Skilling: Ensure you have appropriate staff and/or advisers in place who understand the legal basis for processing data under the GDPR to enable you to determine permissible purposes for processing employee data.

Contracts: Review and update your existing HR and data privacy policies and employment documents (or implement new ones where necessary). This will involve adding a new ‘privacy notice’ to UK contracts of employment and updating UK Employee Handbooks.

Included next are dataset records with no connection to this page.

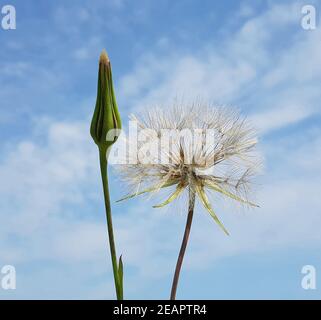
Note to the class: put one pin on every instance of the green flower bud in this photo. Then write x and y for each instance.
(106, 124)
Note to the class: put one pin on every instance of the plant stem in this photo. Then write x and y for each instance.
(184, 243)
(103, 169)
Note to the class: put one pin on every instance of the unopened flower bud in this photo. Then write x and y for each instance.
(106, 124)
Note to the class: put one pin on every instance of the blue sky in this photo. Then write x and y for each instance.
(255, 56)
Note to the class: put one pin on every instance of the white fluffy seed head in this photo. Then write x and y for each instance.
(198, 146)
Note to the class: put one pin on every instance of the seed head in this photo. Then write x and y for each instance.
(213, 150)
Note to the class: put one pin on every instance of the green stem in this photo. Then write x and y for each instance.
(184, 243)
(103, 169)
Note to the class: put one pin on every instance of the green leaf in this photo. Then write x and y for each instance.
(168, 184)
(180, 188)
(216, 187)
(207, 205)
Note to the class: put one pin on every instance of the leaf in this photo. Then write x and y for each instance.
(216, 187)
(168, 184)
(180, 188)
(207, 205)
(120, 276)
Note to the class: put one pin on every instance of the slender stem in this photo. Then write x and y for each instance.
(103, 169)
(184, 243)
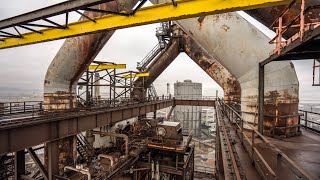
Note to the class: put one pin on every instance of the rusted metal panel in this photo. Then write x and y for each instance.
(213, 68)
(73, 59)
(239, 47)
(157, 66)
(194, 102)
(268, 15)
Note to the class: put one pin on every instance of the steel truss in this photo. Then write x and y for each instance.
(114, 20)
(104, 76)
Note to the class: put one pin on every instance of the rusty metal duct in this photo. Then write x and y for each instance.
(268, 15)
(73, 59)
(239, 47)
(213, 68)
(163, 60)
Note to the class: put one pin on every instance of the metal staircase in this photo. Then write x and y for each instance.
(141, 66)
(163, 34)
(85, 150)
(152, 91)
(6, 166)
(316, 72)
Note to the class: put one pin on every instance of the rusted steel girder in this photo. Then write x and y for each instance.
(20, 136)
(229, 84)
(73, 58)
(162, 61)
(268, 15)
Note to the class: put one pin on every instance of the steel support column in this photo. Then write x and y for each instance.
(52, 158)
(19, 164)
(261, 98)
(38, 163)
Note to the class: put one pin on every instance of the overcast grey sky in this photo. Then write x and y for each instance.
(25, 67)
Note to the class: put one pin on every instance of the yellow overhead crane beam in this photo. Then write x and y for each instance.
(136, 75)
(147, 15)
(107, 66)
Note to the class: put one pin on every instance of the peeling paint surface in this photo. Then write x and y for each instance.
(239, 47)
(213, 68)
(73, 59)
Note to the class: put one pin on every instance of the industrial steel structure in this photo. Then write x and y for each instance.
(259, 107)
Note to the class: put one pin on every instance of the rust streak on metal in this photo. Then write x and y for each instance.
(268, 15)
(73, 58)
(213, 68)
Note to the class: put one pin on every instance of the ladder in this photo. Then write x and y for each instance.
(84, 148)
(152, 91)
(141, 66)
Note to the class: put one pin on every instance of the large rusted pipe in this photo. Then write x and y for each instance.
(239, 46)
(125, 137)
(73, 59)
(268, 15)
(163, 60)
(213, 68)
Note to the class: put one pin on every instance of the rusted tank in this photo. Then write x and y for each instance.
(73, 59)
(162, 61)
(239, 47)
(213, 68)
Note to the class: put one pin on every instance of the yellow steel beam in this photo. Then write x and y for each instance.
(107, 66)
(148, 15)
(136, 75)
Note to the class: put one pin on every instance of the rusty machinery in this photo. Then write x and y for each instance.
(146, 149)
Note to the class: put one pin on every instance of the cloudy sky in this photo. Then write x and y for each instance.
(24, 68)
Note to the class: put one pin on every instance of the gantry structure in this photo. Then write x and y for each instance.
(260, 98)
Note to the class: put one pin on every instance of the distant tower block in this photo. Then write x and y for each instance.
(189, 116)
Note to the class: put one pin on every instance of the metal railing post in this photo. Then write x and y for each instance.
(305, 119)
(252, 146)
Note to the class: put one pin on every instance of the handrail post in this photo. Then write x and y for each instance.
(274, 127)
(241, 121)
(302, 20)
(252, 146)
(305, 119)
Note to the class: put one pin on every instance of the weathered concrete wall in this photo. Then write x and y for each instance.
(213, 68)
(73, 59)
(238, 46)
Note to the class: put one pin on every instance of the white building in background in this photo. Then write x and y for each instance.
(208, 119)
(189, 116)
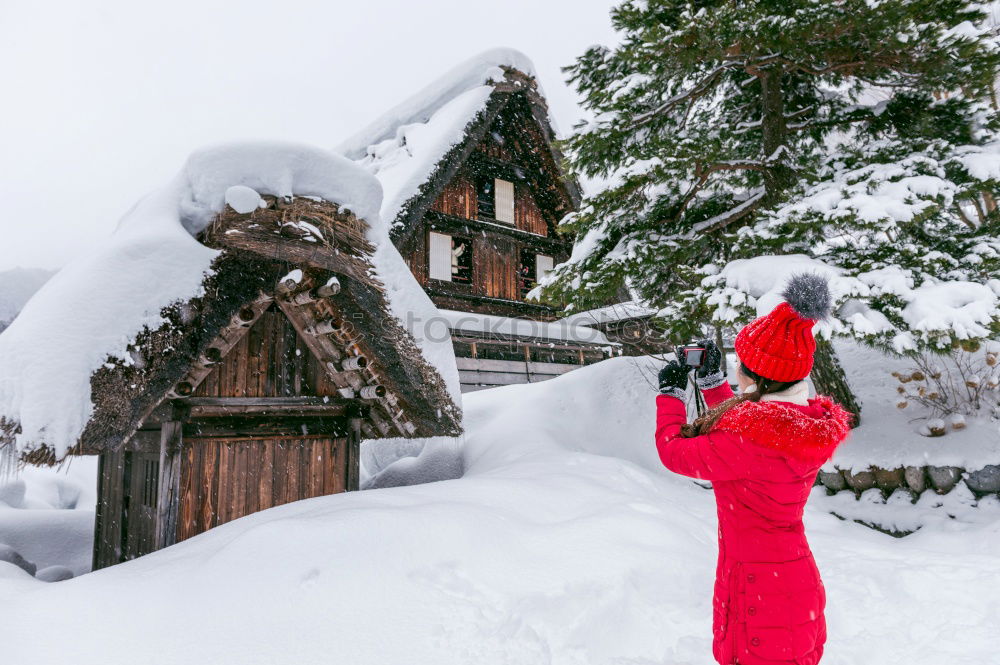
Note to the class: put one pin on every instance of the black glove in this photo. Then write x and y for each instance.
(710, 375)
(673, 379)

• Training: Ensure all staff from the Board down (and particularly those who handle personal data) are suitably trained on the new rules.

Supplier contracts: Review supplier (or client) contracts and negotiate suitable GDPR compliant warranties and indemnities which protect your business.

• Reporting breaches: Put a response plan in place to ensure that in the case of a data breach, you can comply with your reporting obligations and recover as quickly as possible.

• Record keeping: Ensure you are ‘audit ready’ by ensuring that records of processing activities are well organised and easily accessible.

• Cross border: Consider what data transfer mechanisms you have in place and whether these continue to be appropriate. 

 

This article first appeared in the April 2018 edition of Intercontinental Finance & Law.